Recovering child

Marry Mannor

Marry Mannor, a.k.a. Gabrielle Guerrero, cracks a smile. She’s at one of her day jobs, Great Basin Bicycles in South Reno.

Marry Mannor, a.k.a. Gabrielle Guerrero, cracks a smile. She’s at one of her day jobs, Great Basin Bicycles in South Reno.

Photo By Brad Bynum

For more information, or to hear some of Marry Mannor’s songs, visit www.myspace.com/marrymannor.

Most music is written, or at least performed, by groups of people. Even if a songwriter or composer writes a song or a symphony in isolation, it’s usually intended to be performed by some sort of ensemble, be it a rock band or a philharmonic orchestra.

Then there’s music written and performed by one person—and the further extension of that is the music written and performed by one person with such a feeling of solitude that listening to it almost feels like a voyeuristic peek into somebody’s internal world.

The latter is the kind of music that Marry Mannor makes.

“The man on the moon, he said there’s no harm in being lonely,” she sings in “Lover.”

Mannor is the sobriquet of one Gabrielle Guerrero, a Reno 22-year-old. She seems pensive and perhaps a tad self-conscious, but with a wild excitability just beneath the surface. She thinks before she speaks and takes a diffident tone but punctuates her stories with interjections of “Oy vey!” and stories about alcohol poisoning.

Her music draws heavily from Cat Power, Joanna Newsom and CocoRosie—a grand tradition of feminine, idiosyncratic, introverted music—and Guerrero leaves something of the impression of a young talent still developing her own voice, but the promise is there.
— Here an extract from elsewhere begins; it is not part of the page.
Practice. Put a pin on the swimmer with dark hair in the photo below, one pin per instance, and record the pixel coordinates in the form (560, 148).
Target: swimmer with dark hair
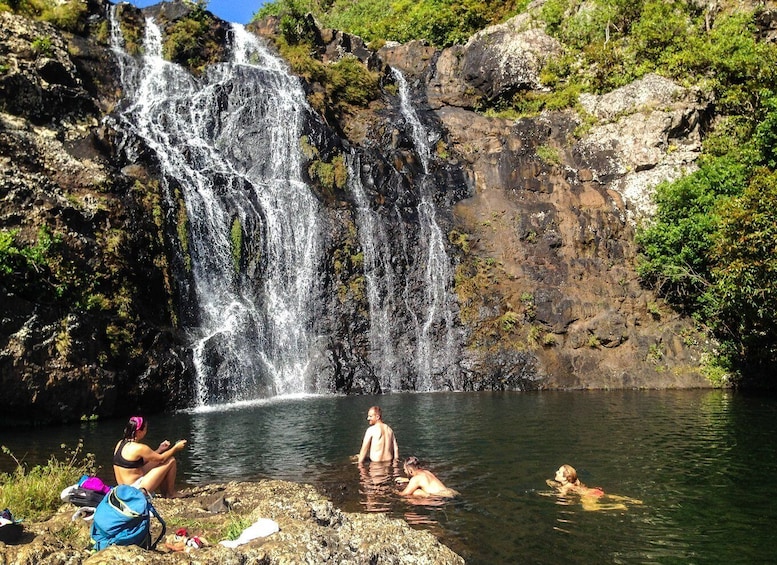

She played guitar in metal bands as a teenager and then in the “minimalist acoustic folk duo” Mary Jane & Tilly Too. The duo broke up and, after her arm was broken when she was hit by a car, she couldn’t play guitar, so she took up the keyboard to write the batch of songs that make up her mini-album, Come Home.

The five-song album, recorded by Reno basement record impresario Justin Morales, has an eerie, otherworldly sound: doubled vocals and muted, fuzzy synthesizer recorded on a reel-to-reel tape machine for that analog warmth.

Guerrero’s lyrics focus on childhood nostalgia.

“A good song draws on memories and evokes something powerful in somebody else,” she says. She adds that one of her favorite tricks is to pair hopeful lyrics with sad-sounding music or vice versa.

Come Home includes a cover of “Sea of Love,” originally a hit in 1959 for Phil Phillips, and subsequently covered by hundreds of people, including Del Shannon, Robert Plant and Tom Waits. Though Marry Mannor’s version is most reminiscent of the version that inspired it: Cat Power’s.

Guerrero mentions “Ms. Sanders” as a personal favorite on Come Home. The title of the song, in a move sure to inspire some nerd crushes, is an obscure Hitchhiker’s Guide to the Galaxy reference. But the song is a sort of delirious, allegorical rumination on loss, with Guerrero’s high, yearning voice lilting, “My hands, my hands, my hands, they don’t dig like they used to …”

Her voice often has a childlike quality—something she embraces.

“I kind of have a child’s voice, and I like it,” she says. “I think adulthood is really fucked-up. I always say my best friend is a recovering child, and I am, too.”